Required and Recommended Texts and/or Materials
Matter and Interactions by Ruth Chabay and Bruce Sherwood.
Either Volume 2 (Paperback) or the combined Volume (hardbound). Note that Volume 1 is the required text for PHYS107 in semester 1.
More information on the required text as well as additional ressource material can be found at http://www.matterandinteractions.org/
There are also other high quality learning resources on the web which we would recommend to you to use in your studies. The HyperPhysics site hosted by the Department of Physics and Astronomy at Georgia State University is widely acclaimed and used. The site also has mathematics learning resources on the maths used in physics.
http://hyperphysics.phy-astr.gsu.edu/hbase/hframe.html (Mechanics, and, Electricity & Magnetism).
Increasingly there are excellent web-based interactive simulations available – some are in the on-line resources that support the textbook. We encourage you to conduct your own web searches for others, and to develop your own critical judgment of which sites provide high quality resources that assist your learning. Two that we recommend to you are:
• http://www.explorelearning.com/ The Explorelearning Gizmos: follow links to Grade 9-12, Physics, Motion and Force; and Electricity & Magnetism. You will have to register to use this site.
• http://phet.colorado.edu/simulations/index.php?cat=Featured_Sims The University of Colorado, Boulder, Physics Education Technology (PhET) Simulations: follow the links to Motion; Energy, Work & Power; and Electricity, Magnets and Circuits. This site also contains maths resources, for example vector addition.
Technology Used and Required
Lecture notes, tutorial questions and answers, weekly exercises, and other resources will be posted on the PHYS106 iLearn site.

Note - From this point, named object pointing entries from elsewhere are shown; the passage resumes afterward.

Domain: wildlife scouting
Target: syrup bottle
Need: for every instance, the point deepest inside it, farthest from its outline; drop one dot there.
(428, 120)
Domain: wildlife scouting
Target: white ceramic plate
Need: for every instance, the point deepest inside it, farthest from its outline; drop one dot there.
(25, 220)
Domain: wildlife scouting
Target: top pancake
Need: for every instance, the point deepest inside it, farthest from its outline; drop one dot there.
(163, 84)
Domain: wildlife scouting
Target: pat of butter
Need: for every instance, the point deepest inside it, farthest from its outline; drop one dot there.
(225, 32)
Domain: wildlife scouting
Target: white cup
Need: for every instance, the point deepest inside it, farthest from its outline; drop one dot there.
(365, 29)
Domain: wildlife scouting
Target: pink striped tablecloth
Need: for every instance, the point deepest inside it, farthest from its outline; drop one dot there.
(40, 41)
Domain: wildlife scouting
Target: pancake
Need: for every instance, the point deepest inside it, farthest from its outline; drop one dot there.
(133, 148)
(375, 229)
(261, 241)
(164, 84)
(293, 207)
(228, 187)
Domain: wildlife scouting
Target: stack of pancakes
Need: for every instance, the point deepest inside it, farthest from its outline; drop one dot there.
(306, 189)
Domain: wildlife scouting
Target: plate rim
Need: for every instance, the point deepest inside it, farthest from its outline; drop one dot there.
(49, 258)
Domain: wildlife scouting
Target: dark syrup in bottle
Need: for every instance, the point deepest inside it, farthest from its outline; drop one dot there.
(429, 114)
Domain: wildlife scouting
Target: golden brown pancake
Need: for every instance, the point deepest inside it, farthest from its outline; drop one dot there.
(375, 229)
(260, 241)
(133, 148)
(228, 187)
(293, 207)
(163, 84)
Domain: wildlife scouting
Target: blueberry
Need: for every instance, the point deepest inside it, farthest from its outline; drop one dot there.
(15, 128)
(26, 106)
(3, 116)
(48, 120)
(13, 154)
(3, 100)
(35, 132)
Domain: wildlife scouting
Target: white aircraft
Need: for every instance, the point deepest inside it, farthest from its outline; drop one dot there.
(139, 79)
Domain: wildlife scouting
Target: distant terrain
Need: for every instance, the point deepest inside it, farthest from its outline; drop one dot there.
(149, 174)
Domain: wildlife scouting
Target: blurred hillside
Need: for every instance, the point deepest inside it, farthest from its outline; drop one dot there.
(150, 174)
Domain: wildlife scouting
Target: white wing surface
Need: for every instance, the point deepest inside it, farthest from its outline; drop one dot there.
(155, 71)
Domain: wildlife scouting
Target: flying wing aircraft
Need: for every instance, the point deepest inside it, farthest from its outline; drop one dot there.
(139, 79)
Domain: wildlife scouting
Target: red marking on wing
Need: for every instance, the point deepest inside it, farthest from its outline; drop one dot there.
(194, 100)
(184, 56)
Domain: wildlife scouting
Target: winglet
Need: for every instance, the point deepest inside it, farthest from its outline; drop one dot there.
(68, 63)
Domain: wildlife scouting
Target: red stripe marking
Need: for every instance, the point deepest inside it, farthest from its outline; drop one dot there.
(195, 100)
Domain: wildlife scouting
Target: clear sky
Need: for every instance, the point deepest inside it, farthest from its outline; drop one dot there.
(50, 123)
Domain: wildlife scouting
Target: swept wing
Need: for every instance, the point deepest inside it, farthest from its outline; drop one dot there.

Learning and Teaching Strategy
This unit is taught through lectures and tutorials and through undertaking laboratory experiments. We strongly encourage students to attend lectures because they provide a much more interactive and effective learning experience than studying a text book. The lecturer is able to interpret the physics that you will be learning, showing you the relationships between different components/concepts and emphasising the key physics principles involved. Questions during and outside lectures are strongly encouraged in this unit - please do not be afraid to ask, as it is likely that your classmates will also want to know the answer. You should aim to read the relevant sections of the textbook before and after lectures and discuss the content with classmates and lecturers.
This unit includes a compulsory experimental component. The experiments are stand-alone investigations and may include topics not covered by the lecture content of this course - they are an important part of the learning for this unit and the skills learned are essential for a well-rounded physics graduate.
You should aim to spend an average of 3 hours per week understanding the material and working on the tutorial problems and exercises. Attempting tutorial questions and weekly exercises is one of the key learning activities for this unit. It is by applying knowledge learned from lectures and textbooks to solve problems that you are best able to test and develop your skills and understanding of the material.
As mentioned, there are many useful web resources on this material and we encourage you to seek out youtube videos on electromagnetism and other resources. However, while reading over the lecture notes and reading the textbook are very important, reading notes and watching physics videos are passive learning activities. It is critical that a substantial portion of your study time in physics is devoted to active learning strategies by attempting numerous problems from the text, tutorials, assignments and past exams. It is simply impossible to become adept in this subject by watching physics problems, you must do physics problems.